Traffic Simulation Runs: How Many Needed?
FHWA conducted a CORSIM case study to examine the validity of computer models for generating results that are reliable enough to make transportation investment decisions.
Engineers use microsimulation models to replicate individual vehicle movements on a second-by-second or even a subsecond basis to assess the traffic performance of highway and street systems. Microsimulation software uses factors such as vehicle type, road geometry, and driver aggressiveness to best replicate the day-to-day variability of drivers and make decisions in the model. To use these models to make significant decisions about infrastructure improvements and investments, however, State departments of transportation (DOTs) and others need mean values or ranges of values that account for the hour-to-hour and day-to-day variability of traffic. To determine these mean values so they can be used in analyzing transportation design alternatives, engineers run a microscopic simulation model multiple times for the roadway segment and traffic period being analyzed.
"All too often we see only one run used for a given alternative," says Grant Zammit, operations team manager of the Federal Highway Administration (FHWA) Resource Center. "This approach does not recognize the stochastic nature of simulation, may erode the confidence and credibility of the recommendation or decision, and may unintentionally mislead the decisionmaker and the public." With tight budgets and limited human resources, DOTs often elect to reduce the number of runs and save money in the microsimulation analysis portion of project development.
So the question is: "How does a State DOT attain a balance between available resources versus acceptable results?"

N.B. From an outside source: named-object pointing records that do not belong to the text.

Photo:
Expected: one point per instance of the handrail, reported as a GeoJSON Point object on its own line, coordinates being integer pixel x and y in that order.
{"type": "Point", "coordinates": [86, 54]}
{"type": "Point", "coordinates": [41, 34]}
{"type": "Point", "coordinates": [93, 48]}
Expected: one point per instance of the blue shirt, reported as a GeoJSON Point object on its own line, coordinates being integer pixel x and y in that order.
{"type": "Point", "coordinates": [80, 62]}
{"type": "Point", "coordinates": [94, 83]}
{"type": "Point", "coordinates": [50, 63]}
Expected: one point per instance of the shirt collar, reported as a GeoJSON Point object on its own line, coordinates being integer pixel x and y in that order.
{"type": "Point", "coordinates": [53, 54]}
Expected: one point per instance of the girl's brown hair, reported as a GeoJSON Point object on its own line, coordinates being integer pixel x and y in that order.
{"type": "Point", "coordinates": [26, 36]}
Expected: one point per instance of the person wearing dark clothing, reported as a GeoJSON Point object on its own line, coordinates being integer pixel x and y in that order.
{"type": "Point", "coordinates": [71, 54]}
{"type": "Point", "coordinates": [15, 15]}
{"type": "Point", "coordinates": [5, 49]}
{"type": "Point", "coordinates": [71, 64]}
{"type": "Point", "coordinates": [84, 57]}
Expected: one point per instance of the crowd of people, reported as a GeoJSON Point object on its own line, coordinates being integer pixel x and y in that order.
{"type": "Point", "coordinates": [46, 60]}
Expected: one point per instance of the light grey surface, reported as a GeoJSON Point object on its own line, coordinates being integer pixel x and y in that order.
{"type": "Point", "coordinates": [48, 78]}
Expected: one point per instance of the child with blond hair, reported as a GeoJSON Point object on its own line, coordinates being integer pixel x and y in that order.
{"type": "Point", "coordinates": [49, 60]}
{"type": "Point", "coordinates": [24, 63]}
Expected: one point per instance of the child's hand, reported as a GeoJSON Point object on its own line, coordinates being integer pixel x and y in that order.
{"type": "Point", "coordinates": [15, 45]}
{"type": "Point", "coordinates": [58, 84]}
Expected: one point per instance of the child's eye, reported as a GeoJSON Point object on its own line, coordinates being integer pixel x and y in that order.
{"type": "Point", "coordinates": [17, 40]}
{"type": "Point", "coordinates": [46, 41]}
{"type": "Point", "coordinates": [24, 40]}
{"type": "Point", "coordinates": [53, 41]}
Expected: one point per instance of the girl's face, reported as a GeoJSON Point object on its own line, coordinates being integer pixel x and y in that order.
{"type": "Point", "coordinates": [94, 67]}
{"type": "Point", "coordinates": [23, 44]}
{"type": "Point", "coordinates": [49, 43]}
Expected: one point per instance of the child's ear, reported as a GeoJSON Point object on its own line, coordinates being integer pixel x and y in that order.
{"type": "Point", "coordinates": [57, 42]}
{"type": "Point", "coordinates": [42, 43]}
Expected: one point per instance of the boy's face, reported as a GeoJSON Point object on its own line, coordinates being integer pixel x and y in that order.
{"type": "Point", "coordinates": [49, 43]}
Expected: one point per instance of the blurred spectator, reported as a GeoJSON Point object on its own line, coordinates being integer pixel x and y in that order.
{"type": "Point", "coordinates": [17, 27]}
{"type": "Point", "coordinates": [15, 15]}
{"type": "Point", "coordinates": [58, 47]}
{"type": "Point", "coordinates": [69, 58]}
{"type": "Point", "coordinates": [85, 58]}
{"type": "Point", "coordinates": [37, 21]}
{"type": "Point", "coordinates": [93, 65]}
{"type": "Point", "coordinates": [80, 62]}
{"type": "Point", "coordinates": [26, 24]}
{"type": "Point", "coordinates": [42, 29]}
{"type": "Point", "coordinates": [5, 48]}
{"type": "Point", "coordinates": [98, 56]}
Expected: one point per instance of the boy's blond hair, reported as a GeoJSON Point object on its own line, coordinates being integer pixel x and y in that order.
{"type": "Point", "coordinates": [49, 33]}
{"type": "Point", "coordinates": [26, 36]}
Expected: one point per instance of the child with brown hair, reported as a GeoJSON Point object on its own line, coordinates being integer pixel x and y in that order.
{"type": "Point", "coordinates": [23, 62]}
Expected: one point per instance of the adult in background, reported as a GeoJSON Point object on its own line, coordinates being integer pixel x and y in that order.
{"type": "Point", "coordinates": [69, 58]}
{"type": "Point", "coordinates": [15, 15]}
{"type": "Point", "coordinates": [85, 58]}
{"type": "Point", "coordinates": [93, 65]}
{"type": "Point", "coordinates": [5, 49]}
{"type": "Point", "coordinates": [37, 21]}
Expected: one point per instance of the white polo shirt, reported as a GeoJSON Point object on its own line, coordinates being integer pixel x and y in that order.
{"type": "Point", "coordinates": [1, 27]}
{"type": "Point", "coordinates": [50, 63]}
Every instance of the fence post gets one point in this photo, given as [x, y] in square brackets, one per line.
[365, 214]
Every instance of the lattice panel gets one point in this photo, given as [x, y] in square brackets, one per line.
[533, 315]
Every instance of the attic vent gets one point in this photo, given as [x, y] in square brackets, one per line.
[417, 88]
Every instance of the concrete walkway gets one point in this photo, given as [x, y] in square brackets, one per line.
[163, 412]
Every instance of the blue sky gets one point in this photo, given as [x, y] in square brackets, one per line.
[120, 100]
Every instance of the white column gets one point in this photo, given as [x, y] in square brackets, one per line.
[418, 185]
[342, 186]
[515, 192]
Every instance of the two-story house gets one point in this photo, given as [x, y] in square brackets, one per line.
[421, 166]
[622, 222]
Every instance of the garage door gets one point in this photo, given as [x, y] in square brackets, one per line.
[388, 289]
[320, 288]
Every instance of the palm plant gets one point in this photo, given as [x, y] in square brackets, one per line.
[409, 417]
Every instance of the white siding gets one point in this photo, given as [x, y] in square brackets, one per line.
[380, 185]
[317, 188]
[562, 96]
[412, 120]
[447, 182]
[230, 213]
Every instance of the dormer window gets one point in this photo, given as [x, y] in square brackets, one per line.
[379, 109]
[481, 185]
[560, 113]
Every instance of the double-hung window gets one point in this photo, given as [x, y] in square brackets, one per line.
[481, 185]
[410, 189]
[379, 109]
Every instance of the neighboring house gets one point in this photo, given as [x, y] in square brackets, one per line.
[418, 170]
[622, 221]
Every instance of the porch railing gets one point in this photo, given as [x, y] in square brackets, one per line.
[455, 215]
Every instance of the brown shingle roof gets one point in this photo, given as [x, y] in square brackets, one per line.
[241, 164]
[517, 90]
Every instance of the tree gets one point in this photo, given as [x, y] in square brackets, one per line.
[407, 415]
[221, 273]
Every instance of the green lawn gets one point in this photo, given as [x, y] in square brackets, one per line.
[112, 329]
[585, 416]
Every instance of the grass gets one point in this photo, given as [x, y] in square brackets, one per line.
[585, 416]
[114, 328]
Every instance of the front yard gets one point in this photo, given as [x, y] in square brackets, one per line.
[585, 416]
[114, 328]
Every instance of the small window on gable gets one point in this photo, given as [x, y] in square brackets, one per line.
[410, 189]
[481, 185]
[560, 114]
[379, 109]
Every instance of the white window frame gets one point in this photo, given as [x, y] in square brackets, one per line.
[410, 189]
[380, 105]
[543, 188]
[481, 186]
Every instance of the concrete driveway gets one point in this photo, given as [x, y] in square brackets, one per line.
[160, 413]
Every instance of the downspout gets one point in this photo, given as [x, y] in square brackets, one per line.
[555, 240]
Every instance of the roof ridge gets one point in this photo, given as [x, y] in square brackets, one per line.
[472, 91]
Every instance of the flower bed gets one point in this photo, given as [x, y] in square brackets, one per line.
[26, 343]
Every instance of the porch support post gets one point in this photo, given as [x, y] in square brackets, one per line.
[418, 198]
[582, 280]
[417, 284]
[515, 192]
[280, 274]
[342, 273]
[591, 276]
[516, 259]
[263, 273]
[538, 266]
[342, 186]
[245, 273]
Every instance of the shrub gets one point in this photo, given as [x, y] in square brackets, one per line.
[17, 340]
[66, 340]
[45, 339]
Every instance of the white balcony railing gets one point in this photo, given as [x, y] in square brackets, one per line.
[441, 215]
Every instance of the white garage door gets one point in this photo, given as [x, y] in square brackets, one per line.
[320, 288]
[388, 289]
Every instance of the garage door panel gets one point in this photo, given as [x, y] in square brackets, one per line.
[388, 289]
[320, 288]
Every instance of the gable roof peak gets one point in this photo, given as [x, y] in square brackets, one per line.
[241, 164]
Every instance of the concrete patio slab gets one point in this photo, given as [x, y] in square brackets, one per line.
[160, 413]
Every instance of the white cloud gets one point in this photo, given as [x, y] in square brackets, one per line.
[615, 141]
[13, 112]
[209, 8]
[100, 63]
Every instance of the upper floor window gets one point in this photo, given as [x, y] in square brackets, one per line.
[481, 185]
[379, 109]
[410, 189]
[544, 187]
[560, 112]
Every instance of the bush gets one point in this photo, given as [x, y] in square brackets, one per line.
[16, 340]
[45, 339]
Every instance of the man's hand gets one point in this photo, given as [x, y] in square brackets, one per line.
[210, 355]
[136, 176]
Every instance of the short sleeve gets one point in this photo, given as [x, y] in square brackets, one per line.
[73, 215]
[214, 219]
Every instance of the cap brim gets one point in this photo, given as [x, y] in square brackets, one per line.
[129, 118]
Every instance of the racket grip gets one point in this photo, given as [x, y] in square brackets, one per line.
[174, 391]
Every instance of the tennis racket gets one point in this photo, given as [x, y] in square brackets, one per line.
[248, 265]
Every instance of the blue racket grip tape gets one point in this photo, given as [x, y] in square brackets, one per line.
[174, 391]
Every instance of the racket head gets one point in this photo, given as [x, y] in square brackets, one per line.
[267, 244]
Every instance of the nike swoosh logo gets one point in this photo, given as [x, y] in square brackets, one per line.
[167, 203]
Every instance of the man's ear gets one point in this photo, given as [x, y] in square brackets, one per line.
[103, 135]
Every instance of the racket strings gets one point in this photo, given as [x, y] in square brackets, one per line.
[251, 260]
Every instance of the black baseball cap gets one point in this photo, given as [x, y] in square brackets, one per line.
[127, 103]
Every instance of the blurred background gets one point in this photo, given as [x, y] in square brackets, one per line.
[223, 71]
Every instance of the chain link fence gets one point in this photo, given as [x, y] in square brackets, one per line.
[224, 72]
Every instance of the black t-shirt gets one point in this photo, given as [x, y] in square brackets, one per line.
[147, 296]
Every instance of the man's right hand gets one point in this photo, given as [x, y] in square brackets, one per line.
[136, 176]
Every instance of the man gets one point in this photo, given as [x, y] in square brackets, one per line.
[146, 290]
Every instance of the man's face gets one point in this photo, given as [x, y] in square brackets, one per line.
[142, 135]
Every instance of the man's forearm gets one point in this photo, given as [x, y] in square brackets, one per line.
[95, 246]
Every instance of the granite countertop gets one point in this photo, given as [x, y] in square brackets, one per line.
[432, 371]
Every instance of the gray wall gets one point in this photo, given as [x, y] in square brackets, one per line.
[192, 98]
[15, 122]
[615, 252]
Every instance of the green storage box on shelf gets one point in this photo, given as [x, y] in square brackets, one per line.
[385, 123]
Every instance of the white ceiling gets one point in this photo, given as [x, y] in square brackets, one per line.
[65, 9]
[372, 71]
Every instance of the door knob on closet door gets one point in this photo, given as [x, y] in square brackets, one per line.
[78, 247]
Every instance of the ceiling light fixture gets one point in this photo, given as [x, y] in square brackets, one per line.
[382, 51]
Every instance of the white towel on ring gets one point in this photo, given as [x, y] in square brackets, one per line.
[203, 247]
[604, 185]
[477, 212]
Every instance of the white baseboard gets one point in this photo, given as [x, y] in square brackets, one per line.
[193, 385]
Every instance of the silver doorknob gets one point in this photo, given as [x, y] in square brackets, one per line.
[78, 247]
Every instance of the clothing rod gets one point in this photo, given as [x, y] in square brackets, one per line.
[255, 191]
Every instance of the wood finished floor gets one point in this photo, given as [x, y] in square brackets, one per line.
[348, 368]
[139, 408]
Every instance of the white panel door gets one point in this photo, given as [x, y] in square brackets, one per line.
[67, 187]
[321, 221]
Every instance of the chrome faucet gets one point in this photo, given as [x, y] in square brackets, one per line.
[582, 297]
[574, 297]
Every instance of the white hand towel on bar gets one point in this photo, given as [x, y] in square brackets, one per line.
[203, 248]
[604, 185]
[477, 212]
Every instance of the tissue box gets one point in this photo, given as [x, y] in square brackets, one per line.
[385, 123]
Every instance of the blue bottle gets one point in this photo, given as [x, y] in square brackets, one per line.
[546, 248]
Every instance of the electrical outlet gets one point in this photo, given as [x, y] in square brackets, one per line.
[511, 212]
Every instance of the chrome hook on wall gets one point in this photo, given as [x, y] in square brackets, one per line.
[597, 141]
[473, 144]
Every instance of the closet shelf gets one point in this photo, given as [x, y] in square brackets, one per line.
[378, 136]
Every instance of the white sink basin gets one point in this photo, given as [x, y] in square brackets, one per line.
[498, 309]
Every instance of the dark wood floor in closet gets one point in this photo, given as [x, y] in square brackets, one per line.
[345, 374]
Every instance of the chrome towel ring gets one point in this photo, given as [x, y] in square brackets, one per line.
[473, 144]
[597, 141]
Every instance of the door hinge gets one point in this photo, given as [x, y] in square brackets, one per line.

To address this question, FHWA carried out an in-house study in 2009 and 2010 investigating the relationship between the number of traffic simulation runs and the aggregate results under various levels of error. The goal was to determine the level of simulation required for a calibrated network -- a model that reproduces field-measured traffic conditions -- to be considered statistically significant at a predefined confidence level for various measures of effectiveness (MOEs).
MOEs are system performance statistics that show the degree to which a model meets performance objectives. Common systemwide MOEs, measuring traffic operations across the entire model network, include vehicle-miles traveled (total miles traveled by all vehicles on the network), vehicle-hours traveled (total hours of travel by all vehicles on the network), and mean system speed (mean speed of all vehicles on the network). Common link-level MOEs, which measure only the traffic conditions on a specific link (freeway segment), include mean speed, mean link discharge (number of vehicles exiting a link per time period), and link density (number of vehicles on a link in a specific time period).
Typically, a State DOT or other sponsoring agency devises predetermined calibration levels of acceptance for specific MOEs. However, funding and time available for a project often limit the extent of traffic analysis and thus the number of simulations run by the performing entity.
According to FHWA's Traffic Analysis Toolbox Volume III: Guidelines for Applying Traffic Microsimulation Modeling Software (FHWA-HRT-04-040), the results from individual runs can vary by 25 percent or higher, and a single run cannot be expected to reflect any specific field condition. But without analyzing the traffic variability within the network and the run's results, how can a transportation professional conclude that an analysis is complete at 5 or 10 runs? Because of traffic variability, or randomness of driver characteristics, a statistically calculated number of runs is necessary to achieve a predetermined level of confidence in the results as prescribed by the sponsoring agency. A model may require 25, 30, 50, or more runs to minimize variability and stabilize results, providing a mean value or range of values that decisionmakers can use and be confident that they are designing for real-life conditions. What would be the effects, or the impacts on results, of concluding that the mean values from a model at 5 runs are acceptable, when in reality 30 runs are actually needed to provide results that best reflect typical traffic conditions at a predetermined level of confidence?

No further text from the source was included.